Researchers are continually on the hunt for a male contraceptive that could be the equivalent to the pill taken by women, and new research in Japan suggests we might have finally gotten there.

A study on mice by researchers from Osaka University has discovered a way of making male mice infertile temporarily by blocking a specific protein in the animals' sperm – a protein that's also found in human sperm.

"It is important that we find an effective and reversible contraceptive option to allow men more control over their own reproductive futures," said Masahito Ikawa, the lead researcher from Osaka University's Research Institute for Microbial Diseases, as reported by Amy Norton at HealthDay. "The findings of this study may be a key step to giving men that control."

The protein blocked in the study, called calcineurin, was suppressed in mice by the use of two chemical inhibitors, producing temporarily infertile animals. The male mice with inhibited calcineurin still had sex with female mice, but none of the females became pregnant. The treatment took four to five days to render the males infertile, and a week after the animals discontinued taking the calcineurin inhibitors, their fertility returned.

While the treatment has not yet been reproduced in human males, there's good reason to think it could work as a kind of male contraceptive pill.

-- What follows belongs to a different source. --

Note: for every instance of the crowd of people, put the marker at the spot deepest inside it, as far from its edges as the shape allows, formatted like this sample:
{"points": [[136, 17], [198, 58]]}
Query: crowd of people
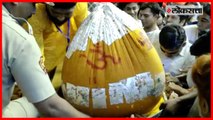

The chemical inhibitors used to suppress the male mice's calcineurin proteins – cyclosporine A (aka CsA) and FK506 (aka tacrolimus) – are already available in existing human medicines, where they're used as immunosuppressant drugs to help organ transplant recipients lower the risk that their bodies will reject new organs from donors.

While the researchers say the medicines shouldn't be taken for contraceptive purposes in their current forms, the drugs' newfound abilities to affect sperm could help research efforts towards the development of a male pill.

"Considering these results in mice, sperm calcineurin may be a target for reversible and rapidly acting human male contraceptives," the researchers write in their paper, which is published in Science.

Unlike women, who have a range of contraceptive options open to them, men are faced with either using condoms or undergoing surgery to try to prevent pregnancy when having sex.

"Existing male contraceptives don't come close to filling the need," said Aaron Hamlin, executive director of the Male Contraception Initiative in the US, who was not involved with the research. "Condoms have a real-world annual pregnancy rate of 18 percent – about a dice roll for the average person."